Infatués de publicité, comme je l’ai déjà dit plus haut, dédaignant la propagande individuelle qui répugnait peut-être à leur intelligence doctrinaire et légèrement dédaigneuse, comme uniques instruments d’action ils employèrent le journal et les assemblées générales qui devaient se réunir une fois par semaine au Temple-Unique. J’allais oublier les médailles et les feuilles volantes[1].

|93 Ces armes en mains, ils ouvrirent leur nouvelle campagne, qui s’annonça d’abord sous des auspices extrêmement favorables. La Fabrique, heureuse de s’être défaite de moi, leur sourit. À un « change banal »[2], festin de réconciliation fraternelle, les deux partis opposés s’étaient rencontrés.

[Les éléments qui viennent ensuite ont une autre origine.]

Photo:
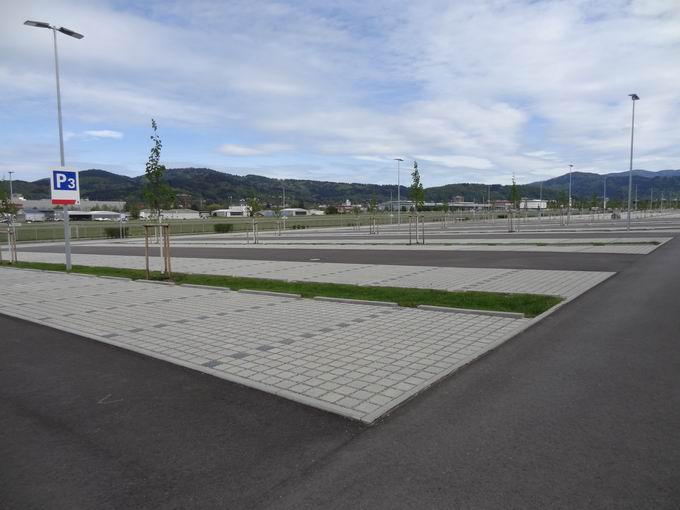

  1. Robin avait imaginé de faire fabriquer des médailles de propagande dites « de l’Internationale », qui, frappées en aluminium, pourraient être vendues à un prix infime ; il avait fait aussi imprimer des petites proclamations, gommées au verso, « papillons » de propagande destinés à être collés partout.
  2. On appelait « change banal », à Genève, une agape dans laquelle on buvait et mangeait en commun. Le change banal dont parle Bakounine eut lieu au Temple-Unique le 27 novembre 1869.